AutoSmoothQuant

An easy-to-use package for implementing SmoothQuant for LLMs

Generate Convert Improve

Install / Use

/learn @AniZpZ/AutoSmoothQuant

About this skill

Quality Score

0/100

README

AutoSmoothQuant

AutoSmoothQuant is an easy-to-use package for implementing smoothquant for LLMs. AutoSmoothQuant speeds up model inference under various workloads. AutoSmoothQuant was created and improved upon from the original work from MIT.

News or Update

[2024/03] We support model evaluation with lm-evaluation-harness
[2024/02] We support Mixtral and Baichuan model

Install

Prerequisites

Your GPU(s) must be of Compute Capability 8.0 or higher. Amphere and later architectures are supported.
Your CUDA version must be CUDA 11.4 or later.
Python 3.9+

Build from source

Currently this repo only support build form source. We will release package soon.

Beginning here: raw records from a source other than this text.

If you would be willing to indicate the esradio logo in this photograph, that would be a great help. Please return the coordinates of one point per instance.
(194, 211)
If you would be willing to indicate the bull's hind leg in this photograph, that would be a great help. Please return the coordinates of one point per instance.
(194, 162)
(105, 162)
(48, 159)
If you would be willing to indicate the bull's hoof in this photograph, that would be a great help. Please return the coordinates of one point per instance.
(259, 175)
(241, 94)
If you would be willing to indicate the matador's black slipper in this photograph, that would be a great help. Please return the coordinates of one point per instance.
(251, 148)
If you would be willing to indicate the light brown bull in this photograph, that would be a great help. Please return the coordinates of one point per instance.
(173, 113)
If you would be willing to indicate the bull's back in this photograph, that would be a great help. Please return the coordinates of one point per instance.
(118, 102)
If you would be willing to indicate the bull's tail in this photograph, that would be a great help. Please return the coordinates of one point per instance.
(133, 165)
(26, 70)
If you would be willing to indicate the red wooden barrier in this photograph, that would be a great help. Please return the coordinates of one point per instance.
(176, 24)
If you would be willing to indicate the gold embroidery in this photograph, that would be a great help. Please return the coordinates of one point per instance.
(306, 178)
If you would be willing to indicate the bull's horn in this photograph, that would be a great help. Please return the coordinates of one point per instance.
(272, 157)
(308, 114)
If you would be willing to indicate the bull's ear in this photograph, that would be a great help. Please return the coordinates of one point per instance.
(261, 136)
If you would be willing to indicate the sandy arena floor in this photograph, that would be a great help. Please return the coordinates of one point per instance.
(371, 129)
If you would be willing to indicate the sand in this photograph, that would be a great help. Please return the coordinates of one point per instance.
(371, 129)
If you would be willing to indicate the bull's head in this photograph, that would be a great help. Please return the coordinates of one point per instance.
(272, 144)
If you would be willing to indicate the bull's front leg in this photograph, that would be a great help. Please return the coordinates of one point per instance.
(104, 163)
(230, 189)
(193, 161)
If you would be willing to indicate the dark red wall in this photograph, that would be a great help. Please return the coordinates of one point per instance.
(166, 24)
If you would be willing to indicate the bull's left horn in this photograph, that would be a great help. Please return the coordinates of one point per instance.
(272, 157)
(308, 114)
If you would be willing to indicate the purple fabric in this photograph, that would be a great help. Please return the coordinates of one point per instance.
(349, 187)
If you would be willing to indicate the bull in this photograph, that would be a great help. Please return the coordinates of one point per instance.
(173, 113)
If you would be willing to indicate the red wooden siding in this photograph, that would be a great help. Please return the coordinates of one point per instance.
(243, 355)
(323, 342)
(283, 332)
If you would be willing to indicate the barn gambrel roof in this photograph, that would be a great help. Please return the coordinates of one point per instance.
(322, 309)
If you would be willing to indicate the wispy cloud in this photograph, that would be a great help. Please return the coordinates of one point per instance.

git clone https://github.com/AniZpZ/AutoSmoothQuant.git
cd AutoSmoothQuant
pip install -e .

Usage

quantize model

First add a config file named "quant_config.json" to model path. For currenttly supported models, config should be like:

{
  "qkv": "per-tensor",
  "out": "per-tensor",
  "fc1": "per-tensor",
  "fc2": "per-tensor",
  "type": "int8"
}

"qkv" stands for QKV matmul of attention, "out" stands for out matmul of attention. "fc1" and "fc2" are the layers of the FFNs, which might be referred to as "gate_up" and "down" in Llama-like models. You can set the value to "per-tensor" or "per-token" to perform the quant granularity you want. "type" stands for which kind of datatype you want to quantize model into. Currently we support int8 and fp8(e4m3).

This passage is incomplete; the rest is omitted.